運が良ければ、ウェールズ中部の田舎道でリバーシンプル社の「ラサ」の姿を目にすることができるかもしれませんが、その音は聞こえないでしょう。ベビーブルーの2シータークーペがカーブで加速する時、耳障りなエンジンの轟音はありません。この車の電動動力伝達経路は、ほぼ無音の水素燃料電池で駆動されています。
これは、環境技術と洗練された自動車工学を組み合わせたプロトタイプ(試作車)です。名前はラテン語の「タブラ・ラサ(tabula rasa)」に由来し、通常「クリーンスレート(白紙の状態)」と訳されますが、過去のクラシックスポーツカーの特徴や多くの恩恵を受けています。メルセデス・ベンツ300SLや1985年の大ヒット映画『バック・トゥ・ザ・フューチャー』で有名なデロリアンDMC-12などの象徴的なモデルを反映したガルウィング・ドアも備えています。
リバーシンプル社の創設者でチーフエンジニアのヒューゴ・スパワーズ氏は、ウェールズ中部のスランドリンドッド ウェルズにある本社から、サステイナブルな自動車の革命を起こしたいと考えています。

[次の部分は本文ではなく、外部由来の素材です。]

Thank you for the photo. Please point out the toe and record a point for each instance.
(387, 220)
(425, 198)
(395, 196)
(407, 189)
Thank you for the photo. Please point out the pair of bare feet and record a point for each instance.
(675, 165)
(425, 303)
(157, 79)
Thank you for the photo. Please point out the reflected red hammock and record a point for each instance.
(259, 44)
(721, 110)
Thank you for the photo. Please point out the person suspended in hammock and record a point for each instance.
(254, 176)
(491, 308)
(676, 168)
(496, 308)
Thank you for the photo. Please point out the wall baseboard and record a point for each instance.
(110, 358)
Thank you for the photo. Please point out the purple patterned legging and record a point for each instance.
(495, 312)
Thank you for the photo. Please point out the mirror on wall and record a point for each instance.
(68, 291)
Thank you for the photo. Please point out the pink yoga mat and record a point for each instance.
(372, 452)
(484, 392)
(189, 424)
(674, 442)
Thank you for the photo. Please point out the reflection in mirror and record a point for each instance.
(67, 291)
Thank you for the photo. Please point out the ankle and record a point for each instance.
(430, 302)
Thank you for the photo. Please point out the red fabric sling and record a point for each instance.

「自動車産業は100年以上にわたって大きな成功を収めてきましたが、自動車はもはや本来の用途に適していません。私たちは白紙の状態から始め、持続可能な将来を想像し、そこから逆算して作業を進めました。」と彼は言います。
「ラサ」は誇り高いウェールズ製品であり、1970年代初頭にポンティプリッズから最後のギルバーン・スポーツカー社のクーペが生産されて以来初の、完全な国産の車です。その技術を支える根底には、1840年代に水素電池で初めて電気を生成したスウォンジー出身の科学者、ウィリアム・グローブ卿の研究(ウェールズから生まれた数多くの重要な発明の1つです)があることは明白です。
最初の生産準備が整った「ラサ」(ヘッダー画像に表示)は、2016年に発表されました。この試作モデルは微調整や改良を施され、2019年には初の「ラサ・ベータ」の生産ラインが稼働しました。広い道路ではなく都市向けに設計されており、満タンの水素で約480km(300マイル)の走行距離ですが、決して遅いわけではありません。「ラサ」は最大速度95km/h(60mph)に10秒以内で達することができます。
この車が軽快なパフォーマンスを発揮するのは、そんなに驚くべきことではないでしょう。ヒューゴはモーターレーシングからキャリアをスタートし、かつてはル・マン24時間耐久レースに出場した経験がありますが、「これらの田舎道での運転はとても楽しいです。」と彼は言います。「ギアもなく軽やかな感触で、シンプルでシームレスな運転ができます。取扱説明書も必要ありません。」
「ラサ」はバッテリー車よりも軽量に設計されており、ヒューゴ氏は、いつか水素自動車がバッテリー車に取って代わると信じています。「テスラで業界を揺さぶったイーロン・マスク氏には感謝していますが、電気自動車は実際には一時的な解決策に過ぎません」と彼は言います。
「ラサ」の試乗車は、同社が水素充填装置を設置したウェールズのモンマスシャーと、ペンブロークシャーのミルフォード・ヘイヴンで試験を行い、その成功を受けて、現在は一般の人々によって試験されています。
そのフィードバックは好評でした。なお、今の望みは車を一般生産に移行することで、同社はポウィスに約200人の地元の人々を雇用する製造工場を建設するという野望を抱いています。
リバーシンプル社は、代替燃料源について既成概念にとらわれないだけでなく、車両販売に関しても革新的なビジネスモデルを採用しています。
この車が市場に登場すると、購入希望者は車を購入するための待機リストに登録できるようになり、車両の月額サブスクリプションサービスに加入します。月々の料金には、車両本体、メンテナンス、保険、そしてすべての燃料代金が含まれます(なお、水素の充填には約5分ほどかかります)。試験の結果を基にすると、「ラサ」の運転コストは小型ディーゼルセダン車を所有するのと同じくらい経済的であると期待されています。
まだ課題は残っており、かなり多くの水素充填ステーションの増設が必要ですが、ヒューゴ氏は「ラサ」が大量輸送における持続可能な未来の一部になると信じています。彼はこう言います。「車が多すぎて、渋滞がひどく、大量輸送への投資が不十分です。しかし、答えは車を禁止することではなく、多様な解決策の可能性を育てることです。」
彼は自動車業界の変革受け入れが遅れていると指摘していますが、英国とEUは2035年までにガソリン車とディーゼル車の新車販売を終了する意向を発表しており、劇的な変化が訪れるとも信じています。そして彼は、それはウェールズが世界をリードする機会になると考えています。